As much as I love the Montauk fall blitz, my true love is sightfishing the flats on the eastern end of Long Island. I have spent most of my life living in East Hampton and, in turn, I have been fishing here for more than 25 years.
Shallow-water sightfishing is the most challenging fishing and the most rewarding.
The communication with your client has to be totally in sync, and there is an unspoken bond of trust between the angler and guide.
My clients at this time of year are a special group of people, anglers who appreciate the beauty of the Hamptons from a naturalist's eye and, more important, they are patient and caring.
The "flats" are really shallow-water shorelines, sandbars, effluents and river mouths that are prolific on the bay side of Long Island.
The possibilities are practically limitless for finding striped bass in very skinny water. Fishing on the lower end of the tide with plenty of sunlight from May till August is the best scenario.
Hunting stripers on the flats satisfies my latent barbarian urges, concurrently folding in my love and respect for nature, by trying to handle and gently release my quarry.
Contrary to the beliefs of many, all you really need is an 8- to 9-weight rod, with a floating or intermediate line and an assortment of flies.

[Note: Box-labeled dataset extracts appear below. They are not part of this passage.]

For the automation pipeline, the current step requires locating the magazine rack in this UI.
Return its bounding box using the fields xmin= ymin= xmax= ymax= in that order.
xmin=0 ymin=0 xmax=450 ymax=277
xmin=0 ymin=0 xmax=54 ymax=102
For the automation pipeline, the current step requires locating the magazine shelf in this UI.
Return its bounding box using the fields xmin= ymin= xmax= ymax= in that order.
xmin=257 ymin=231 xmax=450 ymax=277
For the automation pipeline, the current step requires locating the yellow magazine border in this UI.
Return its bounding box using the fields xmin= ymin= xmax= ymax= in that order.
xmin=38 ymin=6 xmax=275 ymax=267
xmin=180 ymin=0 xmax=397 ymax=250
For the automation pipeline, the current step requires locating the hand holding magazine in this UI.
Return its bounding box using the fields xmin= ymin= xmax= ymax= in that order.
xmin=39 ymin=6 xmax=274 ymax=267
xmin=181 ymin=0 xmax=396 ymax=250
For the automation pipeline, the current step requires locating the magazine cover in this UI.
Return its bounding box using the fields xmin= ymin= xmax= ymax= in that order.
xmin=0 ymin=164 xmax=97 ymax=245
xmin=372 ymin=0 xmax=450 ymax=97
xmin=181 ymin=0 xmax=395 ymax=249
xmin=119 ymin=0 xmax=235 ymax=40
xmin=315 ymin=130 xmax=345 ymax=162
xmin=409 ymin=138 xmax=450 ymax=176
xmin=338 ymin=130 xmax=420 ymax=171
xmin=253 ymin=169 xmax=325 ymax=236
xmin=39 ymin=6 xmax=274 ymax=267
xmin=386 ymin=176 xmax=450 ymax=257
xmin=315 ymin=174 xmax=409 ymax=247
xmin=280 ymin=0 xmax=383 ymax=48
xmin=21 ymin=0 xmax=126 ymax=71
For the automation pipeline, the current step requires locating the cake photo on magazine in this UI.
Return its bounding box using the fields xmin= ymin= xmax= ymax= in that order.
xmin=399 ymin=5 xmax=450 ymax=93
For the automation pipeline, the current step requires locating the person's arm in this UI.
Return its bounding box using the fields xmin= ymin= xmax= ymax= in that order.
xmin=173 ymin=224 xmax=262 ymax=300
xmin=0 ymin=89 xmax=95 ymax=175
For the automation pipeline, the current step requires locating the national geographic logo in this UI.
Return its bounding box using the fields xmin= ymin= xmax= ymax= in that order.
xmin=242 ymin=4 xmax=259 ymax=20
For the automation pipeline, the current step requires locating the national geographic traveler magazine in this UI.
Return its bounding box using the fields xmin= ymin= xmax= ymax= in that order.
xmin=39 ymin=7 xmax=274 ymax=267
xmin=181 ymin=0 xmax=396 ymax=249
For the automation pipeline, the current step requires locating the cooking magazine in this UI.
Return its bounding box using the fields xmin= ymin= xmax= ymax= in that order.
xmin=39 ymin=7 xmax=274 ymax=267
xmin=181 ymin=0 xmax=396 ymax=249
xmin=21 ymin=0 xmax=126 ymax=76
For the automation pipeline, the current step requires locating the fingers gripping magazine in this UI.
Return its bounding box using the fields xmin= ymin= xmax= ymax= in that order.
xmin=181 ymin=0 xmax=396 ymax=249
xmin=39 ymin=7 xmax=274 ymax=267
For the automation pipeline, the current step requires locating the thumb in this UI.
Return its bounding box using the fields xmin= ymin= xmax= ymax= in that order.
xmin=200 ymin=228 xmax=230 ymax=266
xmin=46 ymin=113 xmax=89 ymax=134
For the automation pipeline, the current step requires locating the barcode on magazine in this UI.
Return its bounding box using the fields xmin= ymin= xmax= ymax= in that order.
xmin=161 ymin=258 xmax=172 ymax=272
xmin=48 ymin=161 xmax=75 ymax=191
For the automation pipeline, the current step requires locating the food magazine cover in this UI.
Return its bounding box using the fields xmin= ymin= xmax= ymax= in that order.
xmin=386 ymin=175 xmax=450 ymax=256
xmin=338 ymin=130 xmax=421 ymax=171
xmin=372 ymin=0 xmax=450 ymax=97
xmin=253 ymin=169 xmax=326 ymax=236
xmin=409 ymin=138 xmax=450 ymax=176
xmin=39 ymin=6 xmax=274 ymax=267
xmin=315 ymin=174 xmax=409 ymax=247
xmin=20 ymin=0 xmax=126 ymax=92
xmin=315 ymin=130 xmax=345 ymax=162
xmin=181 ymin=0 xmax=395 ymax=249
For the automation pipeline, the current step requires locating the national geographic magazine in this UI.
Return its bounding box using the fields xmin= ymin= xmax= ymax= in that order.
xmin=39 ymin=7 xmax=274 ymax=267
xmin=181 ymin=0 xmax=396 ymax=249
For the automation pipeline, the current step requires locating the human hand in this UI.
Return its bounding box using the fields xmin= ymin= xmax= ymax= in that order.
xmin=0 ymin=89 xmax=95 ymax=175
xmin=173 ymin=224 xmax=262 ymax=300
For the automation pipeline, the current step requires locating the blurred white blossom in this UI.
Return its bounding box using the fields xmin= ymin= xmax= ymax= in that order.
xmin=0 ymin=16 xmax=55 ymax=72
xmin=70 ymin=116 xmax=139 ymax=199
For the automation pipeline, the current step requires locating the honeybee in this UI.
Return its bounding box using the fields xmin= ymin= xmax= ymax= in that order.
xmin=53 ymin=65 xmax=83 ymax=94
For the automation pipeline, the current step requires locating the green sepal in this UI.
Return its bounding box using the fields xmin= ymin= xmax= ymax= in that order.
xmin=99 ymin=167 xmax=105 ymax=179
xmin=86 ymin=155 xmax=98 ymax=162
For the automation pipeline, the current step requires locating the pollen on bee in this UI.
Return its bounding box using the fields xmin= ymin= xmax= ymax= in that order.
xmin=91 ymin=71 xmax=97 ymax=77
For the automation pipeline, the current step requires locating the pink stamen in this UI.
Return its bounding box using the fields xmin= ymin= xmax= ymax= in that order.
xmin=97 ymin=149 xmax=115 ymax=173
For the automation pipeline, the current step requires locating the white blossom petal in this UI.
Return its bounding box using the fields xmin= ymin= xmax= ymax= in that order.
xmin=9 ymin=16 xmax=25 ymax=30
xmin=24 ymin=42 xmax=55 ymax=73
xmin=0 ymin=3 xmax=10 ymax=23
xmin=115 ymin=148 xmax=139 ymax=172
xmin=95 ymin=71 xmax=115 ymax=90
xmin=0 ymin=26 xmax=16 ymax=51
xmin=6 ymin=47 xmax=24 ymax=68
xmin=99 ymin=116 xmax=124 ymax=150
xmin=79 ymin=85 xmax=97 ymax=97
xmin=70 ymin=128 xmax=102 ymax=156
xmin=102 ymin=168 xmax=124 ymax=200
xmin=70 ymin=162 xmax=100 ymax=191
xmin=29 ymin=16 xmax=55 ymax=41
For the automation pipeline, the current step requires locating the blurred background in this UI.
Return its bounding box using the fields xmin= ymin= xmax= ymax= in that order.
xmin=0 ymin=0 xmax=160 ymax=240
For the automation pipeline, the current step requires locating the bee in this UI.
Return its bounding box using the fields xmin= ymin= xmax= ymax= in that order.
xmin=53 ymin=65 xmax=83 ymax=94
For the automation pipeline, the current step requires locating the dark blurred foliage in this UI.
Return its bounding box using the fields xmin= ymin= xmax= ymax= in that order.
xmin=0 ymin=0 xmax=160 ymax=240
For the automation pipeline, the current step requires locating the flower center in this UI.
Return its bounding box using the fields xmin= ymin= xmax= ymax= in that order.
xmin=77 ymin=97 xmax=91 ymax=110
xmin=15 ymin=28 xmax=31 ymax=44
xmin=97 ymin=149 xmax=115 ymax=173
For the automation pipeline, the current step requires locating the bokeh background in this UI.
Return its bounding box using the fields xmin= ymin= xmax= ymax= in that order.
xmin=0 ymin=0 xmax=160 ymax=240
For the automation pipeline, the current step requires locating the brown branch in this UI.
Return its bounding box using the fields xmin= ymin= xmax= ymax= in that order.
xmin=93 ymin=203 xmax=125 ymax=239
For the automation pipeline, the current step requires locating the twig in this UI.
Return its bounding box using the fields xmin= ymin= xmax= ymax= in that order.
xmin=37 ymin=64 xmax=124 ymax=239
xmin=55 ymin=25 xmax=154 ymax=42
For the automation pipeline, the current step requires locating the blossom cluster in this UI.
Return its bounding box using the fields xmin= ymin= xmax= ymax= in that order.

Knowing what fly to throw is important. Look around to see what is in the water, then match it; if you can't see anything, throw a really small pattern, like a 1- to 2 inch sand eel or epoxy fly.
Sometimes the bass are on huge bunker baitfish, so throwing a large pattern will be deadly. Remember to let the fish eat the fly and pause in between strips.
If it weren't for the sightfishing, I would probably be on my third career by now.
But every April when the soil starts to thaw and the Amelanchier begin to bloom, and the shad are running up the coast and the bunker are migrating through the bay, my senses sharpen and I am once again lured in to the hunt, like a call from nature.